With cost reductions, higher efficiency and new techniques in Shale 2.0, the U.S. not only managed to survive the low oil price environment that began in mid-2014 but also managed to increase its crude production to outperform the Saudis.

'The U.S.' Shale 2.0 story is a story of finance, operation efficiencies, and prolific horizontal plays in the Permian Basin [one of the U.S.' most prolific oil and natural gas geologic basins],' Ed Hirs, an energy economist at the University of Houston, told Anadolu Agency.

'Operational efficiencies developed in the Permian are tremendous and spreading to other basins,' he added.

As the U.S. almost doubled its crude oil production in less than a decade, this played a partial role in increasing the glut of supply in the global oil market and pushed oil prices lower.

When crude oil prices plummeted below $30 a barrel in January 2016, their lowest level in almost 13 years, it hit American shale producers the hardest.

'The U.S. has lost 250,000 direct oilfield workers in the price war started by OPEC. The U.S. has also lost those high-cost shale producers via some 250 bankruptcies and $250 billion in lost capital,' Hirs said.

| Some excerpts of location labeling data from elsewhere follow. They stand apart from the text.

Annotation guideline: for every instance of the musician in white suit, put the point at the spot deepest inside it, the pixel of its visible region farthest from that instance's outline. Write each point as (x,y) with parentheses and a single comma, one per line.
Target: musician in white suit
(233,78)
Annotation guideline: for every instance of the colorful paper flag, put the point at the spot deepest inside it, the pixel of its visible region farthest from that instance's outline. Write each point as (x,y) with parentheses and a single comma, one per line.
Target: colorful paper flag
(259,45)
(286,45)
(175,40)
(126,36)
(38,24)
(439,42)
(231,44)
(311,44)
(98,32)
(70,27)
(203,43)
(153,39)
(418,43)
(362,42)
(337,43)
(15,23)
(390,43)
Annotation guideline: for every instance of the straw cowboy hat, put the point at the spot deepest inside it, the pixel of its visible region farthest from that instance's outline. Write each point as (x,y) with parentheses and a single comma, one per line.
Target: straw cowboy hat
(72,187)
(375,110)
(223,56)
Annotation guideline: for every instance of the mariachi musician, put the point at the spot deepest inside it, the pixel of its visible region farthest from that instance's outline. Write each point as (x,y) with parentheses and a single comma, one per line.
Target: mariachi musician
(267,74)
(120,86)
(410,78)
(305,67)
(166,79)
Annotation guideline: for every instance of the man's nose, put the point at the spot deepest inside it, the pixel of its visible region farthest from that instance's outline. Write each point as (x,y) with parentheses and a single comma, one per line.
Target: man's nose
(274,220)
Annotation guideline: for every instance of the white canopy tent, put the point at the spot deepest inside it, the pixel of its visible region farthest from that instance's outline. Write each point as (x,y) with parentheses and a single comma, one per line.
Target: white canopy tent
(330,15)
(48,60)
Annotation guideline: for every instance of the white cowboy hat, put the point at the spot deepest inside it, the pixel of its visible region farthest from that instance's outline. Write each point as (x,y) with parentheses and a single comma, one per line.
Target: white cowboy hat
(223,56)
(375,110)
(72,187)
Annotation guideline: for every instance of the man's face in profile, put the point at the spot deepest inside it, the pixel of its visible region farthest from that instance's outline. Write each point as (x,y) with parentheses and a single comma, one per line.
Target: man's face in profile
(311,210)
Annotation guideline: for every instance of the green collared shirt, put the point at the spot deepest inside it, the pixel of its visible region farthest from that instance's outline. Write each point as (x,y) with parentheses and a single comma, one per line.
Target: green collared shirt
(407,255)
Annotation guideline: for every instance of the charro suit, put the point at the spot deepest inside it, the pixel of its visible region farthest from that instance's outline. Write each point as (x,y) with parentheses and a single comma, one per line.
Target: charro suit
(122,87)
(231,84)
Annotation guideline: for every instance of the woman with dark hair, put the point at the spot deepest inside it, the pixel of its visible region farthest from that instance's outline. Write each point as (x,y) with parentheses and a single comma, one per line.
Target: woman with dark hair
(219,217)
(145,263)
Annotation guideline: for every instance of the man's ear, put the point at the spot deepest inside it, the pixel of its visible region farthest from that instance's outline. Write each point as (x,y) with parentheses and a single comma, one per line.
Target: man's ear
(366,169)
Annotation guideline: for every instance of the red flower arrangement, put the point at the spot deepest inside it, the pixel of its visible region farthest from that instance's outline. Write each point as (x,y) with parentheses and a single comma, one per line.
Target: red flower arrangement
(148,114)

The 'price war' was a tactic by Saudi Arabia, the most influential member of OPEC, who persuaded the cartel in November 2014 not to trim the organization's output, but instead to let oil prices fall in order to drive high-cost shale oil producers out of the global market.

The strategy worked to a certain extent in the short-term, but hurt Russians as well as Saudi Arabia, whose economies are highly dependent on revenues from oil sales.

After two years of pumping oil at maximum levels, the two countries agreed in November 2016 to join forces for the first time since 2001 to trim their individual production levels, along with some OPEC countries, in order to boost prices.

As oil prices began to climb at the end of 2016, their economies recovered; but that also paved the way for the return of U.S. shale, and only faster and stronger in the form of Shale 2.0.

'What the casual observer has not realized is that the U.S. shale growth today is a product of survivorship,' Hirs said.

'Costs per barrel have declined due to some production improvements, but remember, the companies that survived already had lower operating costs than the ones that failed,' he added.

Low crude oil prices taught American producers of the need to increase efficiency and lower costs in order to survive in the global market.

'The time to drill wells has decreased by as much as 60 percent even while the length of laterals has increased,' Hirs said.

'Today, the industry drills a well with a three-mile lateral in the time that a well with a one-mile lateral took three years ago. Instead of fracking one well with a one-mile lateral, the industry practice is to simultaneously frack three wells with each having three-mile laterals,' he explained.

'These efficiencies in manufacturing are driving the cost reductions that allowed some of the shale players to survive to this day when the Saudis and Russians agreed to raise prices,' Hirs concluded.